The “cartel” that sets prices for potash began to unravel at the end of July in Russia, causing market value to plunge. This is good news for farmers, not so good news for potash miners. The announcement by Russian potash producer Uralkali that it would withdraw from its sales partnership with Belarusian Potash Co. (BPC) attracted attention and agitated a somewhat calm sector of the mining business.
According to Uralkali’s CEO Vladislav Baumgertner, the company’s cooperation with its “Belarusian partner” had reached a deadlock. He said Belaruskali had made a number of deliveries outside of the partnership with BPC and that violated the underlying principles of their agreement. “We have repeatedly informed our Belarusian partners that such actions were unacceptable and they have ultimately destroyed the fundamentals of our prolonged fruitful cooperation,” Baumgertner said.
Uralkali currently produces about 20% of the world’s potash. The company will no longer limit production and it will now export product through its own subsidiary, Uralkali Trading. The company operates five mines and seven processing facilities situated in the towns of Berezniki and Solikamsk (Perm Territory, Russia).
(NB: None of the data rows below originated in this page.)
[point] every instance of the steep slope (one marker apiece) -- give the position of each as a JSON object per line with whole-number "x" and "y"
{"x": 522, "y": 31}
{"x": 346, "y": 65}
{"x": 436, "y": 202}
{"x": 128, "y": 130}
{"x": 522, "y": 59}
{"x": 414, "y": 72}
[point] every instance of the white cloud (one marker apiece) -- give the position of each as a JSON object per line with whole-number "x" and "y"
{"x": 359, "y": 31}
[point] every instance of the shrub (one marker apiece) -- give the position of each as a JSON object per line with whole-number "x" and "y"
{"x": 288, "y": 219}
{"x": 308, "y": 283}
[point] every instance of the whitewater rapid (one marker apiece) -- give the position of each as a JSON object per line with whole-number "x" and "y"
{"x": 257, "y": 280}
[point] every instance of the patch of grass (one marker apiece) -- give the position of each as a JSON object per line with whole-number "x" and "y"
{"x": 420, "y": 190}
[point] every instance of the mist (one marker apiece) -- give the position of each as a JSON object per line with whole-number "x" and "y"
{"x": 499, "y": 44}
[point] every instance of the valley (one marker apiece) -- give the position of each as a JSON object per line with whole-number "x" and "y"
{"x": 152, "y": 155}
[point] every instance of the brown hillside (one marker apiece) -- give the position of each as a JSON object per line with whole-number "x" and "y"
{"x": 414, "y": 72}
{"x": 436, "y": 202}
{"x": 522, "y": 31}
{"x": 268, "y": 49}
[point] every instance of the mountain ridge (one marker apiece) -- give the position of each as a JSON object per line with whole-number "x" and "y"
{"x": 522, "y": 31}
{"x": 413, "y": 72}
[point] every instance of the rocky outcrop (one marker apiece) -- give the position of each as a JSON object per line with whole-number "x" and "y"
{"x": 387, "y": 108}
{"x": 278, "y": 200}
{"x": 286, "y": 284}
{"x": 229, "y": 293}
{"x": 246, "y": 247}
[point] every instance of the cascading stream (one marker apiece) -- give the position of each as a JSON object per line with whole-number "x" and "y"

The announcement had an immediate negative effect on share prices for publicly listed potash mining companies. The trading of Uralkali shares was briefly suspended in Moscow after falling 20%. In the short term, the decision could also drive potash prices lower. Uralkali itself forecast that the move could cause potash prices to drop 25% to roughly $300 per metric ton (mt). Uralkali and BPC had been partners for eight years and during that period saw potash prices rise as high as $900/mt just before the global financial crisis.
The majority of the world’s potash is sold through two marketing groups: BPC and North America’s Canpotex. Canpotex represents Potash Corp. of Saskatchewan, Mosaic and Agrium. The two traders for years have set identical prices for major markets, hence the cartel reference. Uralkali pulling out of the arrangement would be similar to Saudi Arabia pulling out of the OPEC.
For better or worse, Uralkali has caught the market’s attention. Is this a tempest in a teapot—a $20-billion teapot—or is this decision going to considerably alter this market for the long term? The business press reacted sharply to Baumgertner’s announcement. They see the move as placing the market in jeopardy and not adding to shareholder value, especially for Uralkali shareholders. Baumgertner sees the market differently and believes the company’s decision was the proper course of action. He admonished them for only concentrating on the possible negative outcomes.
Potash is a bulk commodity and the decision will immediately have a regional impact; Belaruskali may regret its decision to export product outside of the agreement. Baumgertner did not rule out reconciliation with BPC, but he did say it may be a future consideration. Meanwhile, he plans to grow Uralkali’s production to 13 million mt/y this year from the current 9.1 million mt/y. Demand for potash worldwide will only grow along with the world’s population. While the company’s decision may seem reactionary in the short-term, it could be in the company’s best interest to break free of the cartel and assert itself as the global leader it is.